Yunanistan’a gördüğünüzü söylediniz anıt ağacı ve taş köprüyü anlatırken, ’Gördüğüm en muhteşem kompozisyon, daha iyisi olamaz’ ifadesini kullandınız. Bize o komposizyonu anlatır mısınız?
Arta bir Osmanlı şehri. Gazi Faik Taş Köprüsü’nü Osmanlılar yapmış. Bitişiğinde asırlık bir anıt ağacı, devası bir ağaç. 15. yüzyıldan kalma. Bu ağacı görmem tamamen kısmetti. Müthişti, çok yaşlıydı. Hemen ölçümüne başladım. Yaklaşık 18 küsur metre çıktı. Bir gerdanlık gibi suyun boynuna öyle takılmış. Anıt ağacın dibinde bir kır kahvesi bulunuyor. Kahvede çayımızı yudumladık. Muhteşem bir manzara. Daha iyisini göreceğimi sanmıyorum. Aynı gün de geri döndük.
Camideki bazı bölümleri kutsamasın diye Papa’yı abluka altına aldık
Papa’nın Ayasofya’da ibadet edip etmeyeceği tartışılıyordu. Veya bazı bölümlere dokunup kutsaması gibi durum söz konusu olabilirdi. Bu nedenle dikkatli olmamız gerekiyordu. Biz kendisi abluka altına aldık. Ve dokunmasına bile izin vermedik. Çünkü sürekli olarak yeni yerler gösterip bilgi verdik.

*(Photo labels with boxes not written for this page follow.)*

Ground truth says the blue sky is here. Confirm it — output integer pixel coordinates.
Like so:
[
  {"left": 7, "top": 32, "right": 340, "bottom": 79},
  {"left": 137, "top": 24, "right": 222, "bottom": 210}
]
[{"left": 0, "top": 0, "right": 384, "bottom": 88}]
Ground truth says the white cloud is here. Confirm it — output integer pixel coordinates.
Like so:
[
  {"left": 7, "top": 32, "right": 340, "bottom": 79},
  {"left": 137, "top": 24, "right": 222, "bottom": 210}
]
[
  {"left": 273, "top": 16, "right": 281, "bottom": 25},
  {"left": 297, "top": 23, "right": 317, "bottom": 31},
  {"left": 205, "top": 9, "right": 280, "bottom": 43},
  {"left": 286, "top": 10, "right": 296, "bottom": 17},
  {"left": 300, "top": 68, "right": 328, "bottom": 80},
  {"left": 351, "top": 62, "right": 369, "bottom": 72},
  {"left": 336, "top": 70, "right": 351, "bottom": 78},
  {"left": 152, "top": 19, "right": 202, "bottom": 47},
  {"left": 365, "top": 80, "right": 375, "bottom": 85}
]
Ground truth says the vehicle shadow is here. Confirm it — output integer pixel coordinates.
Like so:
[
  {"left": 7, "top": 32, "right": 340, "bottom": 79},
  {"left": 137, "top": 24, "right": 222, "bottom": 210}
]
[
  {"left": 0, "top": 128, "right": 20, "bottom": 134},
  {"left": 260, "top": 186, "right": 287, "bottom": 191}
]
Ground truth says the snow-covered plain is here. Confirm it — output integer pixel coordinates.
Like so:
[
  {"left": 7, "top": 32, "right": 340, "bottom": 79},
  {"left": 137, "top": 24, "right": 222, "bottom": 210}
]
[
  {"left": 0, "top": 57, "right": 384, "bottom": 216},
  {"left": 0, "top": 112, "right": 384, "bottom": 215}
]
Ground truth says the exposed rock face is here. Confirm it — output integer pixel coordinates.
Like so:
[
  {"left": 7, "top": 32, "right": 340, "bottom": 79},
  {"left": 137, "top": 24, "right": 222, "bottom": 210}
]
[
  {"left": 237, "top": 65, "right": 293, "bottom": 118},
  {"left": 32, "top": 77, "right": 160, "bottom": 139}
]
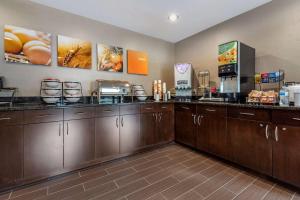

Böyle bir ortam oluşmadı.
’Burası şu dönemde kiliseydi. İstanbul’un fethinden sonra Osmanlılar döneminde cami oldu. 1935 yılından sonra ise burada bir daha ibadet edilmedi, çünkü burası artık müze. Burada artık ibadet edilmiyor’ ifadesini ise gözlerinin içine bakarak söyledim. Şadırvanı çok beğendi, dikkatle inceledi. Sübyan Okulu hakkında daha fazla bilgi almak istedi. Sıkıntılı, tatlı, turist amca gibiydi. Yeni bilgiler öğrendikçe mutlu olan, meraklı sevimli bir amca. Gezi bittikten sonra beni Vatikan’a davet etti.